The most obvious move in the NFL this offseason was the Ravens signing a new wide receiver (or three). It was less obvious why the team decided to commit so much money to former Redskins receiver Ryan Grant.

Grant has long been beloved by his coaches and teammates, but the results have never been there on game day. He has some potential to improve if given a larger role in a team's offense, which he likely would have had in Baltimore, but it never made much sense to offer him a 4-year contract worth nearly 30 million, with $14.5 million guaranteed.

Thankfully for fans who were uninspired by the reported agreement, Grant was unable to pass his physical and will not be joining the team.


At a press conference Friday morning, GM Ozzie Newsome called the void a "medical decision" that Newsome had no control over. 

NFL insider Ian Rapoport reported that Grant is recovering from a Grade 2 sprained ankle that would need two months rest.

You have to feel for Grant, who by all accounts has worked his tail off for many years just waiting for his chance. It's never easy missing out on nearly $15 million dollars guaranteed, but Grant should be able to find work with another team.

The timing of this news, coming so soon after former Raider Michael Crabtree became available, seemed fishy to some.
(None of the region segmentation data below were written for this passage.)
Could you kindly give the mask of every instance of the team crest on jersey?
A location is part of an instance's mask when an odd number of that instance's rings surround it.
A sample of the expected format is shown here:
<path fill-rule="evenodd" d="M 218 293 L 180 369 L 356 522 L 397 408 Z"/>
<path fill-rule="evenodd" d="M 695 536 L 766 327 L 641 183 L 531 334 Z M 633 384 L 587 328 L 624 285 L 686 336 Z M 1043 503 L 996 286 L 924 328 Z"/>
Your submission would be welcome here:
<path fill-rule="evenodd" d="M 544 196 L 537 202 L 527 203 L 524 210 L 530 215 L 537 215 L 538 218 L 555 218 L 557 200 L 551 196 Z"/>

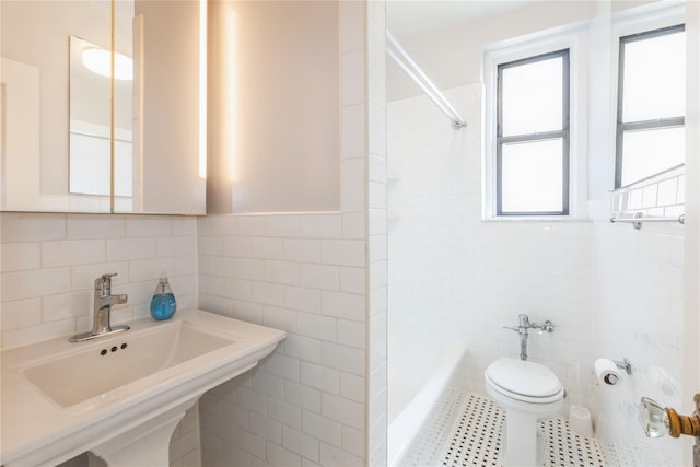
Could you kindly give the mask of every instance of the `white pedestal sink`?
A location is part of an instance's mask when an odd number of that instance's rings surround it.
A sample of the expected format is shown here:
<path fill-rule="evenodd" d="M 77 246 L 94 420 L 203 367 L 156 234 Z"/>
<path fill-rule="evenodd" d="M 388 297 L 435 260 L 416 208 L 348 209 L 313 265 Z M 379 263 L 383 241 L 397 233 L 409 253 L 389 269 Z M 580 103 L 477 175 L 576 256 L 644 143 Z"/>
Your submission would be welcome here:
<path fill-rule="evenodd" d="M 199 310 L 129 325 L 85 342 L 67 336 L 0 353 L 0 465 L 55 466 L 91 451 L 109 467 L 166 467 L 185 411 L 285 336 Z"/>

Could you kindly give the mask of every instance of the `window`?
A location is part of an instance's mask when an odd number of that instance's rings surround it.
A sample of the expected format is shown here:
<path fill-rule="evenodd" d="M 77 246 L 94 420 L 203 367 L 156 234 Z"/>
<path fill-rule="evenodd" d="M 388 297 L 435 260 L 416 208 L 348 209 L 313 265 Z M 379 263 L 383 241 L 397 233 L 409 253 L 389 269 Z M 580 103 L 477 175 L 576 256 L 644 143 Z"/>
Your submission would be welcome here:
<path fill-rule="evenodd" d="M 615 188 L 685 161 L 685 28 L 620 37 Z"/>
<path fill-rule="evenodd" d="M 569 214 L 569 49 L 498 66 L 497 215 Z"/>

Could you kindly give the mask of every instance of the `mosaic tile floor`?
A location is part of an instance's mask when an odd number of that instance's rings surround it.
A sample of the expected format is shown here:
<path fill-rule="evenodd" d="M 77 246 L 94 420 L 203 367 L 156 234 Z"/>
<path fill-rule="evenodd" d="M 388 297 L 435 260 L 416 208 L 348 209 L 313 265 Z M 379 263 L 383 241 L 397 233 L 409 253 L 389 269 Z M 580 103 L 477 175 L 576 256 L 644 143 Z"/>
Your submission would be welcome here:
<path fill-rule="evenodd" d="M 478 394 L 447 392 L 401 462 L 401 467 L 500 467 L 504 412 Z M 609 467 L 595 439 L 572 433 L 565 419 L 540 423 L 547 437 L 545 466 Z"/>

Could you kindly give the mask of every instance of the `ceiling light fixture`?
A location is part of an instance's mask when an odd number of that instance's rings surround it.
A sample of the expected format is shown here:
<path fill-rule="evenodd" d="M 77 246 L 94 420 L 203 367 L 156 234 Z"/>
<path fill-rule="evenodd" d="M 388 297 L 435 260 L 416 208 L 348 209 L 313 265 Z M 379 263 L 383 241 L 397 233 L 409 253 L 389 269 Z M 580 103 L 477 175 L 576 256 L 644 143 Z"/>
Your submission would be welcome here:
<path fill-rule="evenodd" d="M 83 65 L 93 73 L 109 78 L 112 75 L 112 63 L 109 50 L 98 47 L 89 47 L 82 54 Z M 124 54 L 115 52 L 114 56 L 115 75 L 117 80 L 133 79 L 133 60 Z"/>

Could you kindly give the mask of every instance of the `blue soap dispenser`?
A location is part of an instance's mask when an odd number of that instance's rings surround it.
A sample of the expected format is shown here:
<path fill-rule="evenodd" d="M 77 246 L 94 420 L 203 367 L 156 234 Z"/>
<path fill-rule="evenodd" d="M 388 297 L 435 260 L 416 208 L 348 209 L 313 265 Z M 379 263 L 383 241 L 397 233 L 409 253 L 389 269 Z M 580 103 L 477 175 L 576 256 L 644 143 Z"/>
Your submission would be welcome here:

At Friday's press conference, Newsome also said the team would have still pursued Crabtree if they signed Grant. 

It's probably not fair to suggest that an NFL franchise would actually so publicly back out of a deal just because another option came along, as any team with that reputation would struggle to attract future free agents. That said, it could end up working out splendidly for the team.

Besides, if all else is equal, shouldn't a team located in Baltimore be going after a guy named CRABtree?